PT Kaltim Kariangau Terminal (KKT) menggelar Table Top Exercise International Ship and Port Facility Security (ISPS) Code Tahun 2026. Kegiatan ini merupakan langkah strategis untuk memperkuat sistem keamanan pelabuhan yang bertujuan menjaga kelancaran aktivitas logistik di Kalimantan Timur.
Simulasi yang berlangsung di fasilitas pelabuhan KKT, Balikpapan, pada Rabu (13/5/2026) itu, melibatkan sejumlah pihak. Mulai dari Port Facility Security Officer (PFSO), Deputy PFSO, Security Control Room, patroli keamanan dan kru kapal. Serta instansi eksternal yakni, KSOP Kelas I Balikpapan, BKI, Polairud, Polsek KP3 Semayang, dan TNI AL Balikpapan
Dalam kegiatan, KKT bersama lintas instansi mensimulasikan skenario penanganan sabotase kapal petikemas oleh orang tidak dikenal. Skenario ini menguji kesiapsiagaan seluruh unsur pengamanan dalam menghadapi gangguan keamanan aktivitas kepelabuhanan.

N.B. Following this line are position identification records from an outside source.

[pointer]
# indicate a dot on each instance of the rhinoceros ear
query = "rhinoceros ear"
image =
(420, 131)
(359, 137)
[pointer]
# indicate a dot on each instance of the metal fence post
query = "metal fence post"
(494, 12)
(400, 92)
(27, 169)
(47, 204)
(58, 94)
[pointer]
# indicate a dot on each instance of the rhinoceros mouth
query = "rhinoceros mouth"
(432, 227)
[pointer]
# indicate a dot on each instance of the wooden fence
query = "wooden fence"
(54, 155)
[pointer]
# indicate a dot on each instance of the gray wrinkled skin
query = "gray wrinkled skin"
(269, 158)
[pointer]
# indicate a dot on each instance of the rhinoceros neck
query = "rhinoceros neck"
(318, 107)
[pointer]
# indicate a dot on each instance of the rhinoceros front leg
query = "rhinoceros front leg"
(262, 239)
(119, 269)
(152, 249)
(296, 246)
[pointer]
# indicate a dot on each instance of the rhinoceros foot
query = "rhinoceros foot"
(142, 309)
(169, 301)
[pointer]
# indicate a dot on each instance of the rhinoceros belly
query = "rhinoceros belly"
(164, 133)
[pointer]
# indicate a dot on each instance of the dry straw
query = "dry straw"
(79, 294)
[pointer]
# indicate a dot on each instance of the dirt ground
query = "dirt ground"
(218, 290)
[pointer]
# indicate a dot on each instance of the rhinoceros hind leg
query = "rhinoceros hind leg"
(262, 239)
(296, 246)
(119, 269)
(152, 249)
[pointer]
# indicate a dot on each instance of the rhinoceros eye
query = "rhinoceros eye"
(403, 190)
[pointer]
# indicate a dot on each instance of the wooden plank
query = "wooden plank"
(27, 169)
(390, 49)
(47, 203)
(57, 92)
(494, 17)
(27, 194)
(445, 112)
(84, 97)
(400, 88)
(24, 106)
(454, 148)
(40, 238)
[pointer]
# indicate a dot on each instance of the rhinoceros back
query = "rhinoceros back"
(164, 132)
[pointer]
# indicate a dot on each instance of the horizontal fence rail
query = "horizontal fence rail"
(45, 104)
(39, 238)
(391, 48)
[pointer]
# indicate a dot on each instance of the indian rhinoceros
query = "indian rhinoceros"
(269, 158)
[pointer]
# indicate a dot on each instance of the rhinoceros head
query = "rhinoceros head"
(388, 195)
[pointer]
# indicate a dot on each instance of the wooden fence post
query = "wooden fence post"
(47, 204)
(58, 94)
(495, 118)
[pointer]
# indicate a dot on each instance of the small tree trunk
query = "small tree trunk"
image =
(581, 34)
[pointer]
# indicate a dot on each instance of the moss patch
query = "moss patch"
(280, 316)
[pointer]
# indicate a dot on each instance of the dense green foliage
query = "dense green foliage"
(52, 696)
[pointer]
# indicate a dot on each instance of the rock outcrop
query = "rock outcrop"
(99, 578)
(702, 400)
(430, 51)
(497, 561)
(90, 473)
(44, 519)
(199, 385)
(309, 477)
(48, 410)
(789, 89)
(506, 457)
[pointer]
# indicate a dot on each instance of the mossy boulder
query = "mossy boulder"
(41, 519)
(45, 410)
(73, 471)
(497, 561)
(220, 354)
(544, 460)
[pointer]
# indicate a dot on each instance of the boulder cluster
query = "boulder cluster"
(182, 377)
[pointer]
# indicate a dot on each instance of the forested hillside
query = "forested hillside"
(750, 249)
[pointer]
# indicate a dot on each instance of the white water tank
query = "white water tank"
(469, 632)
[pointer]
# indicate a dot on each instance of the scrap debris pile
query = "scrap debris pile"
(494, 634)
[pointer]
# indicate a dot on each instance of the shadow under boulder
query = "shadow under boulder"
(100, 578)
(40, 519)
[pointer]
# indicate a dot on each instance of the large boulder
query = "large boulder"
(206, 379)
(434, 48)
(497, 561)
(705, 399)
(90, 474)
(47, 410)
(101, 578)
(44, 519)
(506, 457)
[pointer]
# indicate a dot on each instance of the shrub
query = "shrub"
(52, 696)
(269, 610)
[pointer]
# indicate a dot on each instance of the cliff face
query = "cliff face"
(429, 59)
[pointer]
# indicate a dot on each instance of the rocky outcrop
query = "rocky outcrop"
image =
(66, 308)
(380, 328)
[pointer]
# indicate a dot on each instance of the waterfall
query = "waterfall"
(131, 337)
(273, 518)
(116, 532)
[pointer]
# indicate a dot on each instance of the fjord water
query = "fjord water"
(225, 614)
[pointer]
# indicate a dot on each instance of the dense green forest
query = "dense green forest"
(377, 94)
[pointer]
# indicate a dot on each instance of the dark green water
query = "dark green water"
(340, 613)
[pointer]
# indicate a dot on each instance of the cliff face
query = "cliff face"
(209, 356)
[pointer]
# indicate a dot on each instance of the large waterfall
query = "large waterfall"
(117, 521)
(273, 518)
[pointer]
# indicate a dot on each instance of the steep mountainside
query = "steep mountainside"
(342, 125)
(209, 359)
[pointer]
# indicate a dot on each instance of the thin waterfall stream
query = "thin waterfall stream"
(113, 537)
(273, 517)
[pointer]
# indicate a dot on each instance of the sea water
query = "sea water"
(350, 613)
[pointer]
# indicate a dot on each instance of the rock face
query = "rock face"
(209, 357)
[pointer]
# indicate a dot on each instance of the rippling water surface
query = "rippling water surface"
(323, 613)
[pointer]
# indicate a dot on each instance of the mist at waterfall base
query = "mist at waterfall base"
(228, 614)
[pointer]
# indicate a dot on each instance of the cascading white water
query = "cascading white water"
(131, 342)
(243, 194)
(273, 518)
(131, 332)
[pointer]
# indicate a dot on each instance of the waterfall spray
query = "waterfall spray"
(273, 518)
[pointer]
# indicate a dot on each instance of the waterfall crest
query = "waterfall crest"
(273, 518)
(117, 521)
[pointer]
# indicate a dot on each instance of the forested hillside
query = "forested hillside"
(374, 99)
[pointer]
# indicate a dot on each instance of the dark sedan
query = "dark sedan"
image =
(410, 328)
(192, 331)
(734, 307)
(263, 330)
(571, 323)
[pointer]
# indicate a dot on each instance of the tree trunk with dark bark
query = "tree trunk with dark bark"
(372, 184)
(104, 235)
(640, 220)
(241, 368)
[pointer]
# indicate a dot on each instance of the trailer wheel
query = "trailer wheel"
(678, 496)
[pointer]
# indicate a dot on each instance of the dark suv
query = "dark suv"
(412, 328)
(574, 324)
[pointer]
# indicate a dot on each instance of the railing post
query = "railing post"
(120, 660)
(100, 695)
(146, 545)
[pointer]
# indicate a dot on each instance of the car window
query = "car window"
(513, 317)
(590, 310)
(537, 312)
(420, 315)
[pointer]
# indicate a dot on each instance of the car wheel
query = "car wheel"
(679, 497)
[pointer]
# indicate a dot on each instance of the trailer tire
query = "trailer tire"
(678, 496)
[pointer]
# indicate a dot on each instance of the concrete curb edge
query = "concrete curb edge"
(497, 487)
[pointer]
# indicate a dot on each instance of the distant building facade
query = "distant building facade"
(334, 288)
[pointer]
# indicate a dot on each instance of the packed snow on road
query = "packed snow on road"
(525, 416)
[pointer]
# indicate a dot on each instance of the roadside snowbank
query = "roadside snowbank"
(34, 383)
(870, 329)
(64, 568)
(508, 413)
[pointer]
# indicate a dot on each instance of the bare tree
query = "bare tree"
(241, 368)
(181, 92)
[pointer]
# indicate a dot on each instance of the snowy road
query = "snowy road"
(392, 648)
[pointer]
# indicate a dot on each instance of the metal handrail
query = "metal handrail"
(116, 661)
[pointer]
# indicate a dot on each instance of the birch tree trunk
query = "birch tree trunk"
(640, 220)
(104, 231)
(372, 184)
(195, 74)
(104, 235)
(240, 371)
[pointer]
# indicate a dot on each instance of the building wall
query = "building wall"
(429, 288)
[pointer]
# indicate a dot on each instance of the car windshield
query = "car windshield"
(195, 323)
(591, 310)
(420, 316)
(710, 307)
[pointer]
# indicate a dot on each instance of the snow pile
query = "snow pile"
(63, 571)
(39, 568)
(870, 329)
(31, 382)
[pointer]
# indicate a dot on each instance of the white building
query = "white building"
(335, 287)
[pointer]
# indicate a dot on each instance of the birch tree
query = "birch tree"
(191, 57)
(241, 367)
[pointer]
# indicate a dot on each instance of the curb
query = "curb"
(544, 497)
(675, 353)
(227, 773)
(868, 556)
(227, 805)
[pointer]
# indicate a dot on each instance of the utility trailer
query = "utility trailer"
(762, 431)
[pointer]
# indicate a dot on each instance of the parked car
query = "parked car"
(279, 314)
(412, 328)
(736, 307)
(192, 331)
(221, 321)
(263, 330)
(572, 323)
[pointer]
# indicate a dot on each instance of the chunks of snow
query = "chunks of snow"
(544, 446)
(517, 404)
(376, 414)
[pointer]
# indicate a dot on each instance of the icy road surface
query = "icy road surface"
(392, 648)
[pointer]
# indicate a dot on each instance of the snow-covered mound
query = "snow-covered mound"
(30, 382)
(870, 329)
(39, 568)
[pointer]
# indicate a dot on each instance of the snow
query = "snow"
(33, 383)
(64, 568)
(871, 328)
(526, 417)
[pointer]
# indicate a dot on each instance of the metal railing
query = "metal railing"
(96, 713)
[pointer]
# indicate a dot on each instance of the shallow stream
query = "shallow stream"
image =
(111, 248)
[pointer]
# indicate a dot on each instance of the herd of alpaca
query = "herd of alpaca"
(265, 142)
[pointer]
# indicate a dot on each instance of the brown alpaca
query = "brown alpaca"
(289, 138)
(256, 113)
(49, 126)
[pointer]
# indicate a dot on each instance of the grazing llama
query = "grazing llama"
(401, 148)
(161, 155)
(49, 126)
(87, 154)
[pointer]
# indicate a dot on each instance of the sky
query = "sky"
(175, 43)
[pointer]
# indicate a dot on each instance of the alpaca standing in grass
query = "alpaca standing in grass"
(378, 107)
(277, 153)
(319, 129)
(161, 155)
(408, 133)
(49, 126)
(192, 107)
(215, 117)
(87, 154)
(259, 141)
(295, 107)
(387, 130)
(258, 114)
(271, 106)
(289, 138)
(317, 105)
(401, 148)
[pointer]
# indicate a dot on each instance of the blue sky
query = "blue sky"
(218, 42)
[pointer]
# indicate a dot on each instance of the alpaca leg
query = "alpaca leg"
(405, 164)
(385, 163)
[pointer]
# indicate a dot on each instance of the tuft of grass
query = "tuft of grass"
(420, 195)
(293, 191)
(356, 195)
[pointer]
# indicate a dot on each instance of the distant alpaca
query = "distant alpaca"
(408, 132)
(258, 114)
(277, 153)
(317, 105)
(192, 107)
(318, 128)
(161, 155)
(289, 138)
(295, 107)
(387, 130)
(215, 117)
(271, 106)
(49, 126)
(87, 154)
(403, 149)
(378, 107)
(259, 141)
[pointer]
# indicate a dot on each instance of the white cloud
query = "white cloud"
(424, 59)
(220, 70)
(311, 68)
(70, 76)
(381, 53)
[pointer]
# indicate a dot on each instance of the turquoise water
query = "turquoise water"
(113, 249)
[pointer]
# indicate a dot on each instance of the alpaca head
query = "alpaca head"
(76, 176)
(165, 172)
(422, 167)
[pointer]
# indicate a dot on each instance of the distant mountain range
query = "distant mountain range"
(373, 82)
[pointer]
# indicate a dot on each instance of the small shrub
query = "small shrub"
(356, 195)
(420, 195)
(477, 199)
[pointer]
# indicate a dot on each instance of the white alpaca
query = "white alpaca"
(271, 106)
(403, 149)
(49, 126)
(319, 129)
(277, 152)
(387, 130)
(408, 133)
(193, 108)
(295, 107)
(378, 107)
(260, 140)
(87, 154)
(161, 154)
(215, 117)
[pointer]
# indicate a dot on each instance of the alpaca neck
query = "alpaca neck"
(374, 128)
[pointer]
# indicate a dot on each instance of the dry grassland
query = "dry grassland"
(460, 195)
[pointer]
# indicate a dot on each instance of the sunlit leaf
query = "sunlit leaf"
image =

Direktur Utama KKT, Enriany Muis, mengatakan kegiatan ini juga bertujuan memastikan implementasi sistem keamanan pelabuhan sesuai standar nasional maupun internasional. Sekaligus proses verifikasi pembaruan keamanan fasilitas pelabuhan, termasuk verifikasi keamanan oleh Kantor Kesyahbandaran dan Otoritas Pelabuhan (KSOP) setempat.
“Kami berharap kegiatan dapat menjamin keamanan dan keselamatan aktivitas kepelabuhanan di PT Kaltim Kariangau Terminal. Serta memastikan implementasi ISPS Code berjalan secara efektif,” terang Enriany saat memberikan sambutan.
Memastikan efektifitas koordinasi hingga mengoptimalkan implementasi PFSP
Lanjut ia menjelaskan, kegiatan Table Top Exercise juga bermanfaat untuk menyamakan persepsi dalam pola penanganan. Keterlibatan lintas instansi bertujuan memastikan koordinasi penanganan berjalan efektif dan terpadu.
“Harapannya kedepan tercipta kesamaan persepsi dan pola penanganan antarunit, sekaligus meningkatkan koordinasi dan pengambilan keputusan yang akurat dalam situasi yang tidak diinginkan,” katanya.
Enriany menambahkan, keamanan pelabuhan menjadi faktor penting stabilitas arus logistik dan iklim investasi daerah. Sebagai salah satu terminal strategis di Kalimantan Timur, KKT memiliki berperan mendukung distribusi barang, aktivitas industri, dan konektivitas perdagangan regional.
Maka itu, seluruh pihak yang terlibat harus memahami dan memastikan apabila Port Facility Security Plan (PFSP) berjalan optimal.
“Terima kasih kepada seluruh pihak yang telah terlibat dalam kegiatan ini. Kami berharap kegiatan ini memberikan manfaat dan memperkuat sistem keamanan di lingkungan PT Kaltim Kariangau Terminal,” demikian Enriany Muis.